Ya en la era republicana no hubo concilios provinciales en el siglo XIX. En el siglo XX se reanudó la tradición conciliar, con dos (tres?) convocados para la recepción del Concilio Plenario Latinoamericano de 1899. Se celebró uno en 1909, que no ha quedado registrado, a pesar de que hay actas y decretos; y otros dos en 1912 y 1927, respectivamente, que se computan como séptimo y octavo.

La cuestión conciliar en tiempos de Santo Toribio

Ya señalamos que con el paso de los años creció la intromisión de las autoridades civiles en la convocatoria y en el desarrollo de los concilios provinciales americanos.
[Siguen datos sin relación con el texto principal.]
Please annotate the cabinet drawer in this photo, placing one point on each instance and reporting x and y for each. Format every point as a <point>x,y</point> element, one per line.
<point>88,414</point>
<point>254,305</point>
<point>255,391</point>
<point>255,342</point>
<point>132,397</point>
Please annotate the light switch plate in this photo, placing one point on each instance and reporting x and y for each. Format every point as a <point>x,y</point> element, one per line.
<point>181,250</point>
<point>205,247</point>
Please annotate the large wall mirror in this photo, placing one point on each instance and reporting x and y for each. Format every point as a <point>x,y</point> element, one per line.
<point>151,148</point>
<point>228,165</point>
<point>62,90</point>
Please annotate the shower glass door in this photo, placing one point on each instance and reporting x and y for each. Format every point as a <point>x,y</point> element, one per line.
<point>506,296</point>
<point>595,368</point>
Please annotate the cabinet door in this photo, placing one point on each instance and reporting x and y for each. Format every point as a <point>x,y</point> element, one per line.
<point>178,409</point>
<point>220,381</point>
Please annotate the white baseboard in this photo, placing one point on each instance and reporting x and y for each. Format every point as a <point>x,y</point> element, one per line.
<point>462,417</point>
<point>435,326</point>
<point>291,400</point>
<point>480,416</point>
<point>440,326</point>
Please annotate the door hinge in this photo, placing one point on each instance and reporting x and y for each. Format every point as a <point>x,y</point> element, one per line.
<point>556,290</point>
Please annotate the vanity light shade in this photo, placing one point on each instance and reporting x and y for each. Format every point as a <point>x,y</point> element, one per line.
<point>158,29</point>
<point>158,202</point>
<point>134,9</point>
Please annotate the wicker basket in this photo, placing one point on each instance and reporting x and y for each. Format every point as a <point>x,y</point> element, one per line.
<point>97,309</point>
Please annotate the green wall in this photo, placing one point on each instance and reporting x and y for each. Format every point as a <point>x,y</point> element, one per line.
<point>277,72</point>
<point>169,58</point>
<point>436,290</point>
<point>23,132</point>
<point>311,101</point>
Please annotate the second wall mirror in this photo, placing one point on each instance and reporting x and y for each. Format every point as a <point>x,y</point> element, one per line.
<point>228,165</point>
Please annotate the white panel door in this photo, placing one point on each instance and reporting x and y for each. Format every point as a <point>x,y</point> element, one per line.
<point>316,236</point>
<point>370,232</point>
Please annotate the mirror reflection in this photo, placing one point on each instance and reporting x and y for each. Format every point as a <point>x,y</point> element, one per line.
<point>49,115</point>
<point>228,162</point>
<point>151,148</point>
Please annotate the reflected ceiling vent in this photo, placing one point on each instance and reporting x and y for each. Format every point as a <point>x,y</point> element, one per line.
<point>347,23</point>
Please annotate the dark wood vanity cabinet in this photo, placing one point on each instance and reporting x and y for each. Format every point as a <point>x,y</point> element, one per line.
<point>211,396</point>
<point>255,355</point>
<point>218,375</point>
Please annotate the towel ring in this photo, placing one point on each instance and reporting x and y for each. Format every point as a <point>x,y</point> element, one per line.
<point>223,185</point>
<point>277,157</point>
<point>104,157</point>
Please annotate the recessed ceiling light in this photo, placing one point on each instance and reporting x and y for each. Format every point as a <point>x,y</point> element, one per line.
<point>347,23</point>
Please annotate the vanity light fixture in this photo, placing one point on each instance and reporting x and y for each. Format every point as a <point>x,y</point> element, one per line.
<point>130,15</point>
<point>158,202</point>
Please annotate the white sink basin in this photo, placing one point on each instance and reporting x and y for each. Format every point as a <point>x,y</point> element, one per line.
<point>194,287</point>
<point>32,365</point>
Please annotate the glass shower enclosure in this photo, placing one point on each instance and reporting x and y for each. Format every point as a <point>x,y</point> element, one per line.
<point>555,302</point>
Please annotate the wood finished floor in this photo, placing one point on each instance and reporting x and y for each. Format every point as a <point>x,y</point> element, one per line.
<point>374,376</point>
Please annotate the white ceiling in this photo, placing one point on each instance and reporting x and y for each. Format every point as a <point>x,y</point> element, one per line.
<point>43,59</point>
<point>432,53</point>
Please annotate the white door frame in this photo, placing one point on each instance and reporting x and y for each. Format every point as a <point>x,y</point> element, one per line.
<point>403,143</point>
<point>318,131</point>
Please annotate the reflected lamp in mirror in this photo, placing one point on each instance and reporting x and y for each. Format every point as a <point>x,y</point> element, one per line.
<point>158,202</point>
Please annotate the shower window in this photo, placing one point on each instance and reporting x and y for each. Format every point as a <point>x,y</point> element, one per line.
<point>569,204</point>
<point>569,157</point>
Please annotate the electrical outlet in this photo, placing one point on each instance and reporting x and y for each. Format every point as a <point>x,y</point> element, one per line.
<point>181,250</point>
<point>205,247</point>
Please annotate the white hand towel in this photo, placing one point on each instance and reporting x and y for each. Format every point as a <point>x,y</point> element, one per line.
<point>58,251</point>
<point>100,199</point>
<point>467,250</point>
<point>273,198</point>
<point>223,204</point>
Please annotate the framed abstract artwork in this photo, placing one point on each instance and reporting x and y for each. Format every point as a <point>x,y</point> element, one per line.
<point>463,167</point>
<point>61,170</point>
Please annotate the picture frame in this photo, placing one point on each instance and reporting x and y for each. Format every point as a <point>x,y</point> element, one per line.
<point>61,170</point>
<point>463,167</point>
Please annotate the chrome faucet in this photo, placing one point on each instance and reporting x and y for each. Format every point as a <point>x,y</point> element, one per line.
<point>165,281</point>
El primer Límense se celebró por sugerencia de Felipe II. El segundo Límense, por mandato expreso de éste. El tercero, el más libre en muchos aspectos de la intromisión real, fue el más fecundo y el único aprobado casi inmediatamente por el Romano Pontífice (con pocas enmiendas).

No olvidemos, sin embargo, que el rey se comprometió expresamente en la ratificación de los decretos por la Santa Sede. Con todo, en el tercer Limense hay ya una referencia, aunque sólo protocolaria, a la tradición conciliar toledana, recordando que los reyes los convocaban, que dejará de ser cláusula de estilo para convertirse en un motivo de discordia entre las autoridades virreinales y el metropolitano limense en la última década del XVI, con el cuarto y quinto Limense.

En efecto, en 1591 y, sobre todo en 1601 (ya con Felipe III), los sufragáneos argumentaron que el metropolitano no gozaba de jurisdicción para obligarles a desplazarse a Lima para tener concilio. La idea quedó ahí, más o menos hibernada, para irrumpir nuevamente en el sexto Limense, en tiempos de Carlos III, donde se debatió intensamente en la misma aula sinodal si los decretos conciliares debían enviarse a Roma para su aprobación, o bastaba el visto bueno del Consejo de Indias.

La cuestión volvió a dormirse en los lustros de la emancipación, hasta los primeros años del siglo XX, en que las autoridades civiles republicanas obstaculizaron la celebración de concilios provinciales, so pretexto de que la convocatoria (o al menos el «placet») correspondía al poder civil.

Resultaría ahora anacrónico -reconocida la libertad religiosa como un derecho civil que es patrimonio de la cultura occidental-, que un gobierno pretendiera entrometerse en la celebración de un concilio provincial, pero la cosa no estaba tan clara en otros tiempos, sobre todo cuando los reyes se sentían (y lo eran) «patronos» de la Iglesia; y las autoridades republicanas se consideraban herederas de los privilegios antes detentados por la Corona española. Por esta razón, la reforma de la Iglesia quedó condicionada durante siglos, en mayor o menor medida, a la colaboración del poder civil. Es evidente que lo que pudo parecer providencial en otras épocas, acabó resultando perjudicial. Sólo los espíritus más clarividentes del momento, como lo fue Santo Toribio de Mogrovejo en el siglo XVI, lo advirtieron y se atrevieron a afrontar la cuestión, a un alto precio: mucho desgaste ante sus sufragáneos y momentos de elevada tensión con las autoridades metropolitanas y virreinales.


NOTAS

  1. Cfr. Josep-Ignasi SARANYANA - Carmen-José ALEJOS GRAU, La primera recepción de Trento en América (1565-1582), en Teología en América Latina, cit. en nota 13, I, pp. 131-148. Véase también Primitivo TINEO, Los Concilios Limenses en la I evangelización latinoamericana. Labor organizativa y pastoral del tercer Concilio límense, EUNSA, Pamplona 1990.